韩烟折腾了一早上,也是有些累,进来就熟门熟路地坐到了接待大厅的沙发上。
酒店老板以为来了客人,过来一看发现是熟面孔。
用新学的蹩脚的中文叫梁殊:“汉(han)、言(yan),你怎么回来了?”
“是韩烟。”韩烟无奈用英文问:“马昊他们走了多久了。”
“马昊?”
“就是那个大高个,之前天天陪你一起喝酒的那个。”
“啊!我的华人朋友!两个小时。”老板听懂后比出了两根手指头。
如果是开车,这么长时间已经可以开出去很远了。
楼宴之看向韩烟:“知道他们走的是那条路线吗?”
“知道是知道。

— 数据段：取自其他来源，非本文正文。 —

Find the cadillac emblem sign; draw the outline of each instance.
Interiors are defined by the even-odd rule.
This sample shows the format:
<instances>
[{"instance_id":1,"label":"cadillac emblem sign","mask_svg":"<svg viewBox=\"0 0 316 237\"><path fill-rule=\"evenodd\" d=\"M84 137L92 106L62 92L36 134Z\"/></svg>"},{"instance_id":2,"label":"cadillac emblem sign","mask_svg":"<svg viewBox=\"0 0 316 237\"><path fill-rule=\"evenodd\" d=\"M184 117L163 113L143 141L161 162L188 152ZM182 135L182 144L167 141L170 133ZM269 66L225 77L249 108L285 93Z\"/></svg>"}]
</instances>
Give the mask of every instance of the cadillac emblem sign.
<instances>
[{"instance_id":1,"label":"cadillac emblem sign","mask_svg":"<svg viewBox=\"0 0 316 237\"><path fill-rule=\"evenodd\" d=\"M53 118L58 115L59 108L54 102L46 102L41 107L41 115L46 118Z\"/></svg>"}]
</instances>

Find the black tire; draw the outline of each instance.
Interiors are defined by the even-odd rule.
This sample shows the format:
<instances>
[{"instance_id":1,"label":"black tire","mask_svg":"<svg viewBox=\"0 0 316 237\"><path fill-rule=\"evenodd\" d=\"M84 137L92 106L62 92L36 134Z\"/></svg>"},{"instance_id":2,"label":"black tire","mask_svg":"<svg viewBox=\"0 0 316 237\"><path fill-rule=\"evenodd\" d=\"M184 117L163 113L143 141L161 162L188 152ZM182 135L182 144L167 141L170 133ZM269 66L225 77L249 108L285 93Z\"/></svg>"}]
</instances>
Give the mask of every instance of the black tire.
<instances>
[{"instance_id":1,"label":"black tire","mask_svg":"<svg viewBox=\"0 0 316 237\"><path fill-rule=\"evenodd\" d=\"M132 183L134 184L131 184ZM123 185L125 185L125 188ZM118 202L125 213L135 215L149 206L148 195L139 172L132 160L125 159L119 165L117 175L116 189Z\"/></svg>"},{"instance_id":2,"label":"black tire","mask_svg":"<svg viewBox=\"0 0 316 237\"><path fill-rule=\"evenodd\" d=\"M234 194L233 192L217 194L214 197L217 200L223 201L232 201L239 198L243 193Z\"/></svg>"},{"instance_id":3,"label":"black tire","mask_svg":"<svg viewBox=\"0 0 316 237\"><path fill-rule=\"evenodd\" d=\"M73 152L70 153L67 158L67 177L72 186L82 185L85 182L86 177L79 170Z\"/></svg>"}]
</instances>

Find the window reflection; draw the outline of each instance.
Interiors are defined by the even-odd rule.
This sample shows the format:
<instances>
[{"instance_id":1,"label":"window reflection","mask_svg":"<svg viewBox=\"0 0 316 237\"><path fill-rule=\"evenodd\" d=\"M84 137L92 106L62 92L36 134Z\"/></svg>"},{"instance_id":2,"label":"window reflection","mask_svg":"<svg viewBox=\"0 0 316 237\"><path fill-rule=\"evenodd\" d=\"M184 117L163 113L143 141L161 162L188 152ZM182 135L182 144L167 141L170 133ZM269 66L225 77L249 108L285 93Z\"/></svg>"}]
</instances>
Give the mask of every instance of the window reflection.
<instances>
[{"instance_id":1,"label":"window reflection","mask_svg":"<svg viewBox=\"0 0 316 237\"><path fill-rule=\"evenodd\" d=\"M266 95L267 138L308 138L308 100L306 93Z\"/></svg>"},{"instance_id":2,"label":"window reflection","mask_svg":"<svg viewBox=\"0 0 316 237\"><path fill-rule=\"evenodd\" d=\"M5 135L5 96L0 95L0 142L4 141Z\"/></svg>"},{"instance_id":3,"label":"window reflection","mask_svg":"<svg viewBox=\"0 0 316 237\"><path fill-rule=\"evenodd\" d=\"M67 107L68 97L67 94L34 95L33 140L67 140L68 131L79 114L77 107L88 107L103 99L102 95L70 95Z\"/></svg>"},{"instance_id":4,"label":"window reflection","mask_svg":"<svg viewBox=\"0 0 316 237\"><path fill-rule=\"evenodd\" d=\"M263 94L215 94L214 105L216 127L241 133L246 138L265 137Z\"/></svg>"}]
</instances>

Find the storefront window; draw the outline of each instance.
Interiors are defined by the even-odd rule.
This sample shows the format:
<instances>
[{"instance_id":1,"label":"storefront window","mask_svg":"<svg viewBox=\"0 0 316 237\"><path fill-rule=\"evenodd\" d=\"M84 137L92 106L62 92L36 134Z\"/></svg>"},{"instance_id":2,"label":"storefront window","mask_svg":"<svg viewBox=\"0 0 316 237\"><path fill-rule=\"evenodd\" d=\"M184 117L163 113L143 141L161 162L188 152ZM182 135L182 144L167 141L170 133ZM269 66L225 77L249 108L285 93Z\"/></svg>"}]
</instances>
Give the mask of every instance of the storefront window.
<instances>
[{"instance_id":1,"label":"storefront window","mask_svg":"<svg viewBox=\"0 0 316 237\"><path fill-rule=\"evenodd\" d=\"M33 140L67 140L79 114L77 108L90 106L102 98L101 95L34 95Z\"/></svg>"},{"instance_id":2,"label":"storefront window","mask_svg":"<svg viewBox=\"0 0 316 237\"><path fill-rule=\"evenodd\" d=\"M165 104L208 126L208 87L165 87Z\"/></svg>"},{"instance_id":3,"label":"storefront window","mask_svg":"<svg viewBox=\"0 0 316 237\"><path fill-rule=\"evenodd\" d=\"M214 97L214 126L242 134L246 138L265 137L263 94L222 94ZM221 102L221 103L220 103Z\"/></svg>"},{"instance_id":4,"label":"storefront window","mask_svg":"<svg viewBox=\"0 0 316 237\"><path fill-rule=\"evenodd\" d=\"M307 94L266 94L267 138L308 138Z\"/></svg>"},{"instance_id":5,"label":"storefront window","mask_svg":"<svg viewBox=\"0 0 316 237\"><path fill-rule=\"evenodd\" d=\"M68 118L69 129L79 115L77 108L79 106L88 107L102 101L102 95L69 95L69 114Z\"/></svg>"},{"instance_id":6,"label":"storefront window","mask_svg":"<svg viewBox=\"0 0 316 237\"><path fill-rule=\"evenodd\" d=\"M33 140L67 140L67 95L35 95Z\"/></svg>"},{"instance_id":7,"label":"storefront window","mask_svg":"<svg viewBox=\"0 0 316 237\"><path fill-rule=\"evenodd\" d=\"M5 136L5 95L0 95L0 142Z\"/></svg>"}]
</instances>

”韩烟深深地叹了一口气:“但就我们三个人肯定不能就这么追过去的。”
梁殊他们选得那条路要穿过一整片草原,还有一段路是未修缮过的土路,倒不是韩烟瞧不起他们这三个人。
实在是术业有专攻。
穿过这种无人区。
有人带路还好,如果没有向导,别说找人了,遇上个什么野虎猛兽,他们能不能活着出来都不一定。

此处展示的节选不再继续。